The Great Flood of September 2014 will be remembered for the unprecedented, widespread destruction of lives, property and infrastructure, and the disruption of commerce, and normal life. No one was spared, not the higher-ups in government, not the visiting foreign tourists, not the rich and well-connected, and neither the Indian Armed Forces, who found themselves marooned in their camps. Elsewhere in the world, natural disasters bring out the worst in people. A similar deluge in New Orleans, USA, in 2005 caused by Hurricane Katrina saw violence break out as people started looting shops and businesses. Law-enforcement agencies were more involved in maintaining a semblance of law and order, and the absent Louisiana National Guard, most of which was deputed in Iraq, found the going tough when relief and rescue began. Natural disasters in under-developed and developing countries are often followed by food riots, scuffles, and fights over relief material and distribution. Not so in Kashmir.
The flood was to bring out the best in Kashmiris.
The Indian government and its proxies have spared no effort to prevent a sense of ‘nationhood’ from taking root among Kashmiris. Divisions on the lines of domicile (Shaharuk vs Gaamuk), religion (Sunni vs Shia, Barelvi vs Deobandi, Salafi vs Hanafi), political affiliation, (Sher vs Bakra, NC vs PDP, Hurriyat vs Hurriyat), have been developed and have been exploited over the years. Manipulative agencies have played one card or the other at every decisive moment in recent Kashmiri history, such that a unifying Kashmiri voice was never heard. Until the floods.

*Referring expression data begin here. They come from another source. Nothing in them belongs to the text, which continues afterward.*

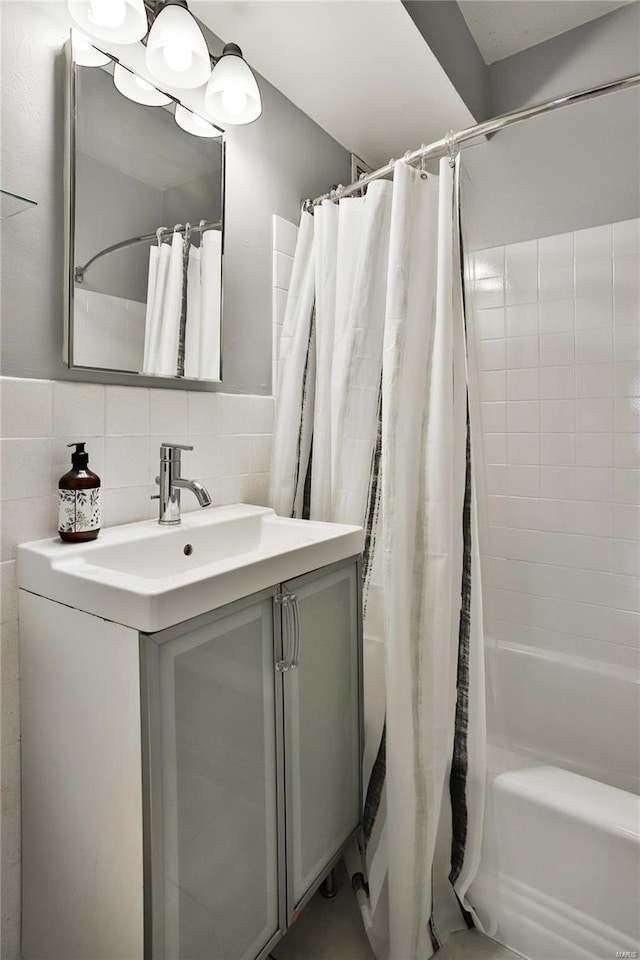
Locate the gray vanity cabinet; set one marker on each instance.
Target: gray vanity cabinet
(252, 747)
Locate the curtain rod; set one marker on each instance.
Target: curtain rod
(204, 225)
(451, 143)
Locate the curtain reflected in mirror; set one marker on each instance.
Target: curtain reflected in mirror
(146, 238)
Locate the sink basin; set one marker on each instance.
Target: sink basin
(150, 577)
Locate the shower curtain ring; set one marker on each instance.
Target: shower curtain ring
(423, 161)
(452, 148)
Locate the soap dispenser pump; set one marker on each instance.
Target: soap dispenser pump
(79, 499)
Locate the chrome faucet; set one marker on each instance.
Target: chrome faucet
(171, 482)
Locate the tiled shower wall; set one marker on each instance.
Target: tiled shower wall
(555, 347)
(123, 427)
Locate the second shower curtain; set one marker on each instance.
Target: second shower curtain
(372, 389)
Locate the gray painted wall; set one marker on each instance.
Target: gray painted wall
(444, 28)
(271, 165)
(575, 168)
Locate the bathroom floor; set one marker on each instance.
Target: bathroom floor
(332, 930)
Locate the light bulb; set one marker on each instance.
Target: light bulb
(178, 57)
(234, 101)
(107, 13)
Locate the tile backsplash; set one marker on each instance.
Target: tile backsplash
(123, 428)
(554, 338)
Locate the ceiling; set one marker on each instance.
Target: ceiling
(501, 28)
(359, 68)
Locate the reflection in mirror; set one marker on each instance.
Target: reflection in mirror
(146, 230)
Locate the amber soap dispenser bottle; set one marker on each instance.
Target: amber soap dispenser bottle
(79, 500)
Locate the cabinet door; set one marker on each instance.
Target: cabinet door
(213, 842)
(322, 724)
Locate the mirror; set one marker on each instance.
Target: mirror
(145, 230)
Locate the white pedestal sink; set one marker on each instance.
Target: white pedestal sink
(150, 577)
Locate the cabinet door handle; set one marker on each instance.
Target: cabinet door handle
(295, 612)
(284, 600)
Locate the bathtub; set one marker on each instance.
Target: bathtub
(559, 876)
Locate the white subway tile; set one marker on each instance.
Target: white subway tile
(495, 448)
(626, 274)
(522, 448)
(594, 380)
(489, 263)
(594, 415)
(523, 384)
(593, 312)
(126, 505)
(594, 483)
(203, 410)
(78, 409)
(594, 346)
(556, 316)
(558, 416)
(26, 468)
(496, 479)
(493, 385)
(557, 449)
(25, 407)
(627, 628)
(627, 343)
(522, 352)
(556, 349)
(558, 482)
(626, 486)
(488, 293)
(494, 417)
(594, 449)
(168, 413)
(626, 309)
(626, 414)
(25, 520)
(523, 480)
(522, 320)
(557, 383)
(522, 416)
(626, 519)
(627, 557)
(127, 411)
(627, 450)
(126, 462)
(491, 354)
(626, 379)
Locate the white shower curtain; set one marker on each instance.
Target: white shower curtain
(202, 329)
(390, 423)
(164, 306)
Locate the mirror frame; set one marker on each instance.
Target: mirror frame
(70, 138)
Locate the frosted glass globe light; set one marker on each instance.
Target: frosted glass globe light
(118, 21)
(232, 94)
(137, 89)
(177, 53)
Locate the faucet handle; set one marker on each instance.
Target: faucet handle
(172, 451)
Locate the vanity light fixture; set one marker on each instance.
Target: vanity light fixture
(177, 53)
(118, 21)
(135, 88)
(232, 94)
(194, 124)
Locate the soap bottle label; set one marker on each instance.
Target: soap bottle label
(79, 510)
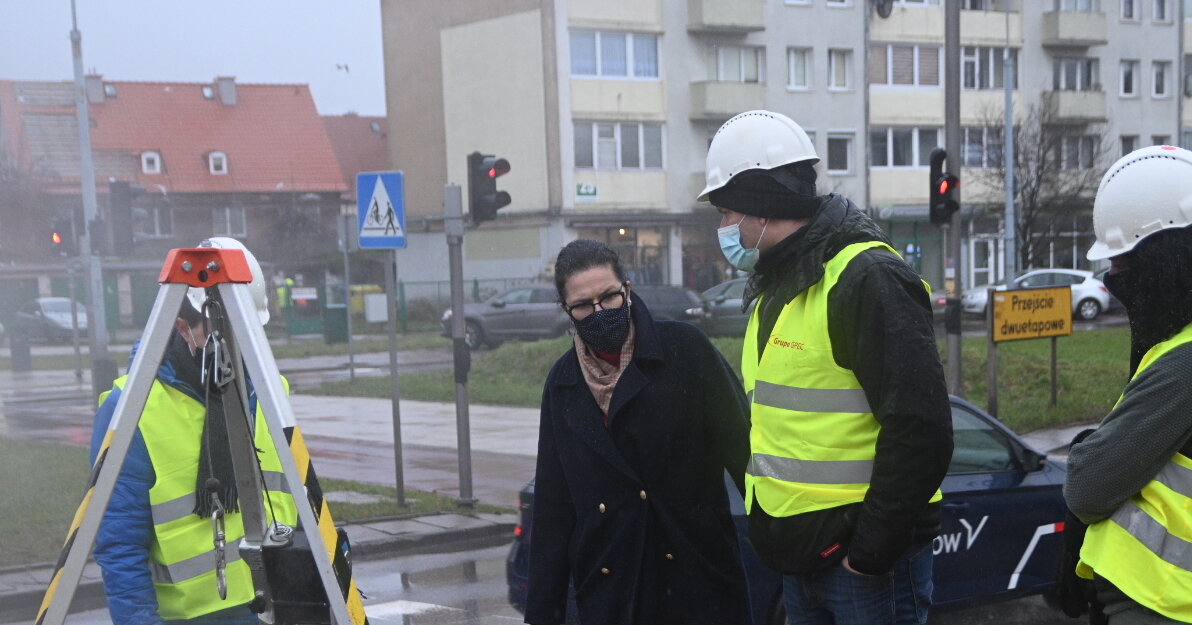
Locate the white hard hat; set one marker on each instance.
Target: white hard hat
(256, 288)
(755, 140)
(1146, 191)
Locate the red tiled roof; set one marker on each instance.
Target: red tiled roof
(273, 136)
(360, 144)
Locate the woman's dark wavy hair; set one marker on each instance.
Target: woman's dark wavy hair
(579, 255)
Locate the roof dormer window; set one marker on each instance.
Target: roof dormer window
(150, 162)
(217, 162)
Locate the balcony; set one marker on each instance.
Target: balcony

When they hit, Kashmir became one.
According to a good friend, Kashmiris ran a state when there was none. And they did a much better job of it than most.
No one was left behind to die of hunger or thirst or absence of medical care. Boats were brought in from other parts of Kashmir, from outside Kashmir, and some were improvised. Kashmiri Youth, otherwise known in India for their ‘violent stone-pelting’ suddenly were risking their lives for other people. They rescued all, labourer and businessman, rich and poor, young and old. The boys left no one behind. Boys in neighbourhoods, after rescuing their own families, went back again and again, to rescue others. Entire neighbourhoods of thousands of people were emptied of their residents in a few hours. Whether in Pampore or Srinagar, the story was the same. Boys, some of whom were victims of torture and abuse by the Armed Forces and the Police, went out and saved as many as they could. The same boys who were booked under the lawless law, the PSA, were now recognised for what they really were, Public Safety Agents. An ordinary nation does not do that. Only an extra-ordinary one does.
Kashmiris who could not help on the ground started helping from wherever they were. Special prayers were held in Mumbai mosques for Kashmir, a Delhi-based lawyer walked up to a relief collection point in Delhi and gave his life’s savings to the effort, a Bangalore-based Social Media Professional would establish contact with various agencies and begin relief effort a few hours after the floods hit Srinagar, a Mumbai-based actor would travel to Srinagar to participate in rescue operations, a New York-based writer would travel to save his parents, then stay back and help with the effort. An ordinary nation does not do that.
Displaced Kashmiris too would not sit back and relax. Doctors quickly networked and set up relief camps for the displaced wherever they were. A private nursing home on the Srinagar by-pass would open its doors for all patients, performing surgeries free of cost, despite the fact that its owner had lost his own home. Neighbours, who otherwise slugged it out on trifles, set up kitchens on the first floors of their flooded homes for all who could access them. Sikhs were living in mosques, Hindus in dargahs and Muslims in Gurdwaras. Overnight, Kashmir had become one. No ordinary nation does that. This was not cricket.
And in the backdrop was a gigantic finger pointing in the direction of New Delhi. When Kashmir called, Kashmiris responded. Besides running a state when there was none, Kashmiris amply proved that without the negative, divisive influence of New Delhi and its proxies in Kashmir, they can do a great job of looking after themselves.